In a recent study published in the journal Nature Communications, researchers at Texas A&M University have devised a metric that reflects the average price of energy in the United States. Much like how the Dow index indicates trends in stock market prices, the researchers' metric reflects the changes in energy prices resulting from the type of energy sources available and their supply chains.
"Energy is affected by all kinds of events, including political developments, technological breakthroughs and other happenings going on at a global scale," said Stefanos Baratsas, a graduate student in the Artie McFerrin Department of Chemical Engineering at Texas A&M and the lead author on the study. "It's crucial to understand the price of energy across the energy landscape along with its supply and demand. We came up with one number that reflects exactly that. In other words, our metric monitors the price of energy as a whole on a monthly basis."
Today, the energy industry is largely dominated by fossil fuels, like coal, natural gas and petroleum. An increase in fossil fuel consumption, particularly in the last few decades, has raised increasing concerns about their environmental impact. Most notably, the Intergovernmental Panel on Climate Change has reported an estimated increase at 0.2 degrees Celsius per decade in global temperature, which is directly linked to burning fossil fuels.

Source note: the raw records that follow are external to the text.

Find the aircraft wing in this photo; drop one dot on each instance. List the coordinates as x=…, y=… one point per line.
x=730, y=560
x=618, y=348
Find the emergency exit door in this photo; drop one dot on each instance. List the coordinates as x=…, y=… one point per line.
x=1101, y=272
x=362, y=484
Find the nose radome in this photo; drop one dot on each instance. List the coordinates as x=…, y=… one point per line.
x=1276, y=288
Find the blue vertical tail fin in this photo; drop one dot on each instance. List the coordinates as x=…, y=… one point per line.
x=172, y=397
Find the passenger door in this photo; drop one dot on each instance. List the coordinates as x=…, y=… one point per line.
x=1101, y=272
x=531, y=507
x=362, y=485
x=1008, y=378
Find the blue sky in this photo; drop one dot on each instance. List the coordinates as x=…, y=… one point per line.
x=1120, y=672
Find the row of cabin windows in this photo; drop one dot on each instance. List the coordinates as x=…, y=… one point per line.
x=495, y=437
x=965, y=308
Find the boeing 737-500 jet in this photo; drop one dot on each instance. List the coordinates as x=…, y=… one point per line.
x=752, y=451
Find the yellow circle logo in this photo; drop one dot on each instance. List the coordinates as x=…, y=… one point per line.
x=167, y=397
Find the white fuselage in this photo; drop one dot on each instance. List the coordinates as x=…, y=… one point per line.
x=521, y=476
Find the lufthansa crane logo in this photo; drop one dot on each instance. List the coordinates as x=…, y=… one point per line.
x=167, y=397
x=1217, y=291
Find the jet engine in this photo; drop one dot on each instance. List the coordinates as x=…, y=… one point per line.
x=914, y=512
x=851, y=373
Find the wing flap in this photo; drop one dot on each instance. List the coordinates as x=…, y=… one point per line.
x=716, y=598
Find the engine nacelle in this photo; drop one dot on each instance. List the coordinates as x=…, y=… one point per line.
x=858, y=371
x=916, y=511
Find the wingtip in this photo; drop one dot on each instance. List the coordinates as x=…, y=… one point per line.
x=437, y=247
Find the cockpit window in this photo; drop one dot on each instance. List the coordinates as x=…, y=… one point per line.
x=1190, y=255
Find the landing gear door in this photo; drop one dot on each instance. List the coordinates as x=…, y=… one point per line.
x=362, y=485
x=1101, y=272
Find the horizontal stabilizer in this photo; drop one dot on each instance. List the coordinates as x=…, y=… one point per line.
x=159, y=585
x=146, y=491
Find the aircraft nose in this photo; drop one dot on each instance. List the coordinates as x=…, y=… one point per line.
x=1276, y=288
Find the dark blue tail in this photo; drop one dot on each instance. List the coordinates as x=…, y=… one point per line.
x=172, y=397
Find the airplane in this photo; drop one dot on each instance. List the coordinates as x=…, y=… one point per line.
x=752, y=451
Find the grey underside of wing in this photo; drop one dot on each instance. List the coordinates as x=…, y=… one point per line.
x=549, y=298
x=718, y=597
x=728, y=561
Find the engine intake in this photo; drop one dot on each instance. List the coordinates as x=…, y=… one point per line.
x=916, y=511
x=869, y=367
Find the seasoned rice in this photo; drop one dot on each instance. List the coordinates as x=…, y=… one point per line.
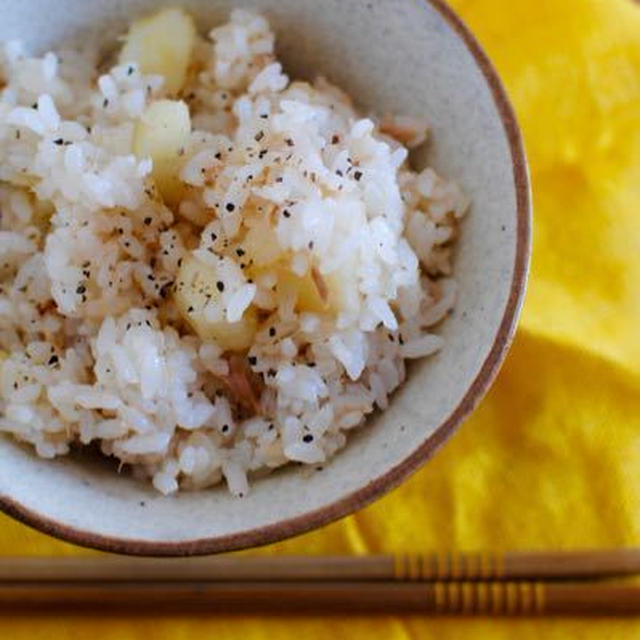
x=331, y=259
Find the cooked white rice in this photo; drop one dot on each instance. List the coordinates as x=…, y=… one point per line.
x=95, y=347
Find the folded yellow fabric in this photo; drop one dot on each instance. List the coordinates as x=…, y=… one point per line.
x=552, y=457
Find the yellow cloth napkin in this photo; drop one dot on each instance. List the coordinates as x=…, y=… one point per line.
x=552, y=457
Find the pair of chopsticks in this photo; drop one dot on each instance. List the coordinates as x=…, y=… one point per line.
x=517, y=583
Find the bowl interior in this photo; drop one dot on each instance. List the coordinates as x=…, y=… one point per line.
x=402, y=57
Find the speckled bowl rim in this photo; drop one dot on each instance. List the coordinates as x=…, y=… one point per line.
x=392, y=478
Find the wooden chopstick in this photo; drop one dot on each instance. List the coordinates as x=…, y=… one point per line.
x=547, y=565
x=439, y=598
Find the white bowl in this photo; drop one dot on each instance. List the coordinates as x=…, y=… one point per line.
x=408, y=56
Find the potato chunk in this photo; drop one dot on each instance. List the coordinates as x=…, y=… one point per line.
x=198, y=300
x=161, y=134
x=162, y=44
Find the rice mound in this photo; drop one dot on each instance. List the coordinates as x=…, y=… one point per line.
x=333, y=253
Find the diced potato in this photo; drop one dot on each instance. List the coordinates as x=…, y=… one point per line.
x=309, y=296
x=261, y=244
x=343, y=289
x=162, y=44
x=196, y=290
x=161, y=134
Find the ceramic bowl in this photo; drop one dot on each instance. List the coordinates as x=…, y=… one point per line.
x=412, y=57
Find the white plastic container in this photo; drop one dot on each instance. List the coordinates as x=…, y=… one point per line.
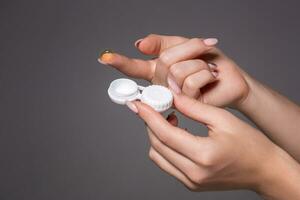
x=158, y=97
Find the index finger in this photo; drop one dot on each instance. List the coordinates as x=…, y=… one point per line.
x=136, y=68
x=155, y=44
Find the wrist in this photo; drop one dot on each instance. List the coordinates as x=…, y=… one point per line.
x=280, y=177
x=249, y=102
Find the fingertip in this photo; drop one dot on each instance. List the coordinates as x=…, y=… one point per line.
x=149, y=45
x=106, y=57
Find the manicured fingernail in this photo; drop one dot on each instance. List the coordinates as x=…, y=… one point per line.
x=132, y=106
x=173, y=85
x=105, y=56
x=210, y=41
x=212, y=65
x=215, y=74
x=137, y=43
x=170, y=115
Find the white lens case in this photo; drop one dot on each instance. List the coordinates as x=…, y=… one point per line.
x=158, y=97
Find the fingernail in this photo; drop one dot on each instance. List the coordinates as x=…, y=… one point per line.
x=170, y=115
x=210, y=41
x=212, y=65
x=132, y=106
x=137, y=43
x=105, y=56
x=215, y=74
x=173, y=85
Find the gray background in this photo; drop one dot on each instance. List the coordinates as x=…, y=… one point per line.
x=62, y=138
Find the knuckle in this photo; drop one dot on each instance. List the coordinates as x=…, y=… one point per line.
x=151, y=35
x=192, y=187
x=206, y=160
x=165, y=57
x=197, y=177
x=175, y=71
x=201, y=63
x=151, y=154
x=155, y=143
x=207, y=73
x=190, y=83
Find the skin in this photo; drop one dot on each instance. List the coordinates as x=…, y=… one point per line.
x=233, y=156
x=183, y=65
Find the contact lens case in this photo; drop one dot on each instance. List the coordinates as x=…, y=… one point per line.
x=158, y=97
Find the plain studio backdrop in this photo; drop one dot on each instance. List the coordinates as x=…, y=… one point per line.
x=60, y=135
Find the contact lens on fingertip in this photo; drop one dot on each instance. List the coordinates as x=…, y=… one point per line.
x=158, y=97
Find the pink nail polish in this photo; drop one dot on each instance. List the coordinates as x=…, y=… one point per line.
x=210, y=41
x=137, y=43
x=173, y=85
x=215, y=74
x=132, y=106
x=212, y=65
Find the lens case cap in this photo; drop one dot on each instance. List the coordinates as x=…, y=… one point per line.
x=158, y=97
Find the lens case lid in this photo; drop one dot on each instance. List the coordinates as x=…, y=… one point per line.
x=158, y=97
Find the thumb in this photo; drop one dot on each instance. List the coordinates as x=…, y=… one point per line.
x=197, y=110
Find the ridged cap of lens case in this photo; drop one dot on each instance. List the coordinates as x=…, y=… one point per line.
x=158, y=97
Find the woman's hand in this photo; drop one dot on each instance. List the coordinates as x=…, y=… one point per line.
x=233, y=156
x=194, y=66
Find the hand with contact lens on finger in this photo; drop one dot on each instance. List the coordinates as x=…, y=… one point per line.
x=198, y=69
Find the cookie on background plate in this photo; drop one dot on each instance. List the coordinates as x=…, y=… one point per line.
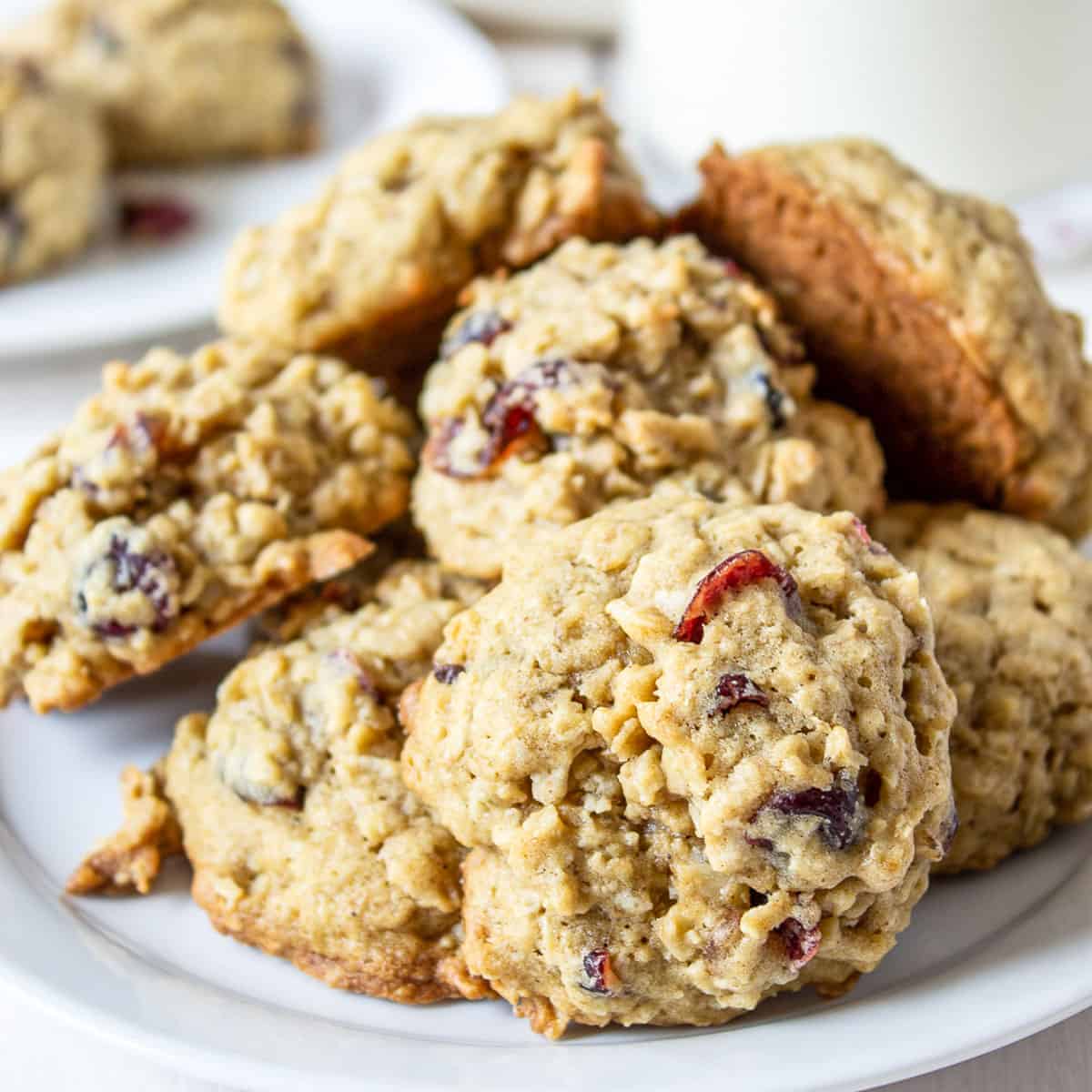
x=183, y=81
x=604, y=370
x=702, y=754
x=189, y=494
x=925, y=312
x=372, y=267
x=53, y=172
x=1013, y=605
x=303, y=838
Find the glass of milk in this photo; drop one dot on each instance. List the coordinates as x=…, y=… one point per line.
x=991, y=96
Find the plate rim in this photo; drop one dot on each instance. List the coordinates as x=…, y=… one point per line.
x=598, y=1059
x=190, y=311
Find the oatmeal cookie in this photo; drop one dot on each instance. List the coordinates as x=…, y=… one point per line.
x=372, y=267
x=53, y=164
x=184, y=81
x=148, y=834
x=1011, y=602
x=189, y=494
x=304, y=841
x=925, y=312
x=702, y=754
x=604, y=370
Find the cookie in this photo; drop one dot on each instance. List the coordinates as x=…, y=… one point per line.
x=131, y=857
x=924, y=311
x=184, y=81
x=1013, y=603
x=304, y=841
x=372, y=267
x=604, y=370
x=702, y=754
x=188, y=495
x=53, y=163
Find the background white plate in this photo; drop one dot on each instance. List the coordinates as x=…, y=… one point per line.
x=383, y=65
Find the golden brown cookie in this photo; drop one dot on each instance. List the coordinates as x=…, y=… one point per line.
x=132, y=856
x=372, y=267
x=189, y=494
x=702, y=754
x=605, y=370
x=53, y=172
x=925, y=312
x=183, y=81
x=304, y=840
x=1013, y=604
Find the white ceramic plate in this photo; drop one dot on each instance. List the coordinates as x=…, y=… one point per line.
x=592, y=17
x=383, y=65
x=987, y=959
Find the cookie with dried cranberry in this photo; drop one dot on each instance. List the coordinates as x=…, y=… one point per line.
x=189, y=494
x=184, y=81
x=702, y=754
x=303, y=838
x=53, y=173
x=1011, y=602
x=371, y=268
x=925, y=312
x=604, y=370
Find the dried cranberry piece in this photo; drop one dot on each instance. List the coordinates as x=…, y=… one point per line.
x=774, y=399
x=350, y=664
x=158, y=219
x=12, y=230
x=600, y=976
x=839, y=809
x=447, y=672
x=862, y=532
x=735, y=572
x=481, y=327
x=508, y=419
x=801, y=944
x=733, y=689
x=153, y=573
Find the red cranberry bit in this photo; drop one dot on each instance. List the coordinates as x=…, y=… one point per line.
x=774, y=399
x=733, y=689
x=447, y=672
x=801, y=944
x=862, y=533
x=349, y=663
x=734, y=573
x=158, y=219
x=839, y=809
x=599, y=975
x=152, y=574
x=480, y=327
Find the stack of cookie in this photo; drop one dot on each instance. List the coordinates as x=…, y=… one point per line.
x=634, y=720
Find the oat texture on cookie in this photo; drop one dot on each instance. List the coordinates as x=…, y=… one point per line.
x=372, y=266
x=1013, y=603
x=53, y=170
x=700, y=753
x=183, y=81
x=303, y=838
x=606, y=369
x=923, y=310
x=189, y=494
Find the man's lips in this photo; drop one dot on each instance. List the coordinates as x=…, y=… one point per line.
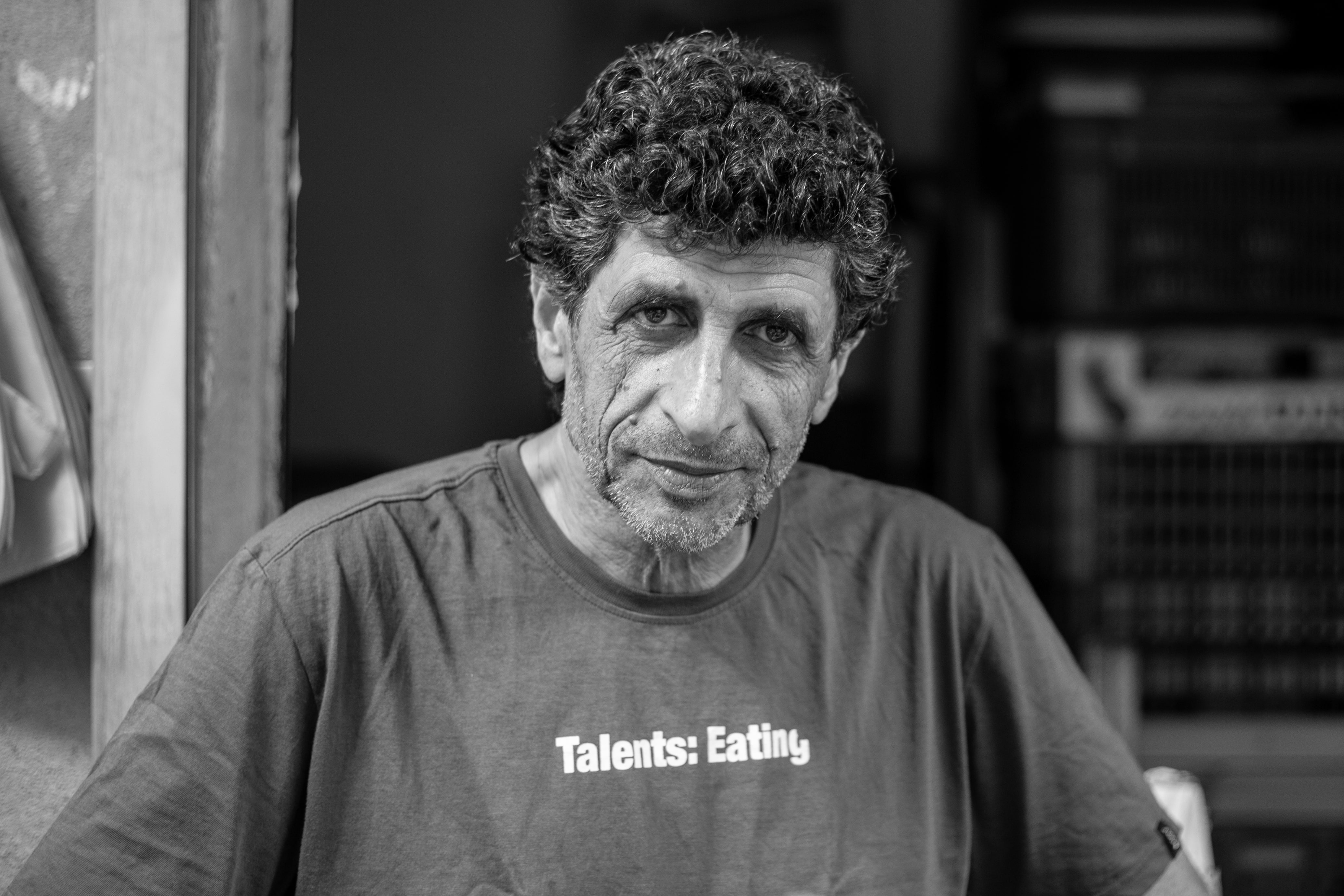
x=690, y=469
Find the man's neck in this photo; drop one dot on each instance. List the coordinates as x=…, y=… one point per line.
x=597, y=530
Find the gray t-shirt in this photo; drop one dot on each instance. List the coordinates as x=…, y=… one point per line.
x=418, y=686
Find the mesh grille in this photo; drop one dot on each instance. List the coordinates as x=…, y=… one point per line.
x=1215, y=511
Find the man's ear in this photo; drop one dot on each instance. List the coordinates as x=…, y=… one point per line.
x=832, y=387
x=553, y=331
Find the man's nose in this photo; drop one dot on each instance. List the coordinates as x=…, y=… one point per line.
x=701, y=395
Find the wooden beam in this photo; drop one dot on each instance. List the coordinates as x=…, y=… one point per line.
x=139, y=347
x=241, y=276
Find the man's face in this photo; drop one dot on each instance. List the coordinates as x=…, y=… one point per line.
x=691, y=381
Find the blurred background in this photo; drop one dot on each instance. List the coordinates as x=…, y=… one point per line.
x=1119, y=343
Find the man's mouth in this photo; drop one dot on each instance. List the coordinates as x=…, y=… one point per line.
x=690, y=469
x=689, y=480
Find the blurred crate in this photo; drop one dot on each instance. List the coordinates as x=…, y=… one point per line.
x=1227, y=240
x=1148, y=222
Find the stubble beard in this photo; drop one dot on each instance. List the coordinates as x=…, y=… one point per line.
x=665, y=523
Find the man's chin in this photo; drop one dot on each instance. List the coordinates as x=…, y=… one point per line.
x=677, y=523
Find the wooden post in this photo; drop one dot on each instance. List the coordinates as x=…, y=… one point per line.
x=139, y=348
x=191, y=287
x=243, y=285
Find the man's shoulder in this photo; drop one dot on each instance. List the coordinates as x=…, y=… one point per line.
x=844, y=510
x=393, y=498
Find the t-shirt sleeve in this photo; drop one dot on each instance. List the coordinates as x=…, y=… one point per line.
x=201, y=789
x=1060, y=805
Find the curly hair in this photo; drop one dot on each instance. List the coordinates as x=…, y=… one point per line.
x=716, y=142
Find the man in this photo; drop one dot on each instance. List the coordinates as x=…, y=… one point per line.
x=640, y=652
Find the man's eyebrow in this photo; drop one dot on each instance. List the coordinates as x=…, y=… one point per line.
x=791, y=317
x=647, y=291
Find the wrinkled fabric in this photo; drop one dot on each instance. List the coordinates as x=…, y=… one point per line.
x=418, y=686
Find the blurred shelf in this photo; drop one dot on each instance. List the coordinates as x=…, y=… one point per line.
x=1256, y=770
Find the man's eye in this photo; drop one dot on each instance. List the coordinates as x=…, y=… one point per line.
x=777, y=335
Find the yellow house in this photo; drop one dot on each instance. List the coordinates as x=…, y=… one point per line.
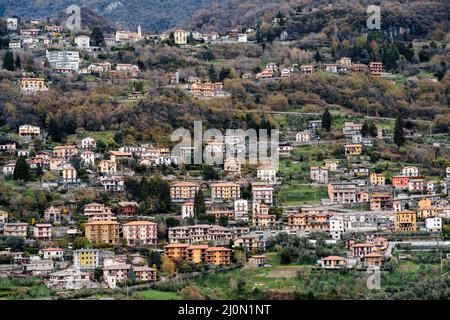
x=108, y=166
x=405, y=221
x=424, y=203
x=30, y=85
x=218, y=256
x=102, y=231
x=180, y=36
x=197, y=253
x=86, y=259
x=377, y=179
x=176, y=251
x=353, y=149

But only around a 11% share of the total energy landscape comes from renewable sources. Although many countries, including the United States, have committed to using more renewable energy sources, there isn't a way to quantitatively and accurately measure the price of energy as a whole. For example, an establishment might use a combination of solar and fossil fuels for various purposes, including heating, power and transportation. In this case, it is unclear how the price would change if there is an increased tax on fossil fuels or subsidies in favor of renewables are introduced.
"Energy transition is a complex process and there is no magic button that one can press and suddenly transition from almost 80% carbon-based energy to 0%," said Dr. Stratos Pistikopoulos, director of the Texas A&M Energy Institute and senior author on the study. "We need to navigate this energy landscape from where we are now, toward the future in steps. For that, we need to know the consolidated price of energy of end users. But we don't have an answer to this fundamental question."
To address this research gap, the researchers first identified different energy feedstocks, such as crude oil, wind, solar and biomass, and their energy products. So, for example, crude oil's energy products are petrol, gasoline and diesel. Next, they categorized the energy end users as either residential, commercial, industrial or transportation. Further, they obtained information on which energy product and how much of it is consumed by each user from the United States Energy Information Administration. Last, they identified the supply chains that connected the energy products to consumers. All this information was used to calculate the average price of energy, called the energy price index, for a given month and forecast energy prices and demands for future months.
As a potential real-world use of this metric, the researchers explored two policy case studies. In the first scenario, they studied how the energy price index would change if a tax on crude oil was imposed. One of their main findings upon tracking the energy price index was that around $148 billion could be generated in four years for every $5-per-barrel increase in crude oil tax. Also, this tax would not significantly increase the monthly cost of energy for U.S. households. In the second case study that explored the effect of subsidies in the production of electricity from renewable energy sources, they found that these policies can cause a dip in energy prices even with no tax credit.
Baratsas said their approach offers a way to optimize policies at the state, regional and national level for a smooth and efficient transition to clean energy. Further, he noted that their metric could adapt or self-correct its forecasting of energy demands and prices in the event of sudden, unforeseen situations, like the COVID-19 pandemic that may trigger a drastic decrease in the demand for energy products.
"This metric can help guide lawmakers, government or non-government organizations and policymakers on whether, say, a particular tax policy or the impact of a technological advance is good or bad, and by how much," said Pistikopoulos. "We now have a quantitative and accurate, predictive metric to navigate the evolving energy landscape, and that's the real value of the index."
Other contributors to this research include Alexander Niziolek, Onur Onel, Dr. Logan Matthews and the late Dr. Christodoulos Floudas from the Texas A&M Energy Institute; and Dr. Detlef Hallermann and Dr. Sorin Sorescu from the Mays Business School at Texas A&M.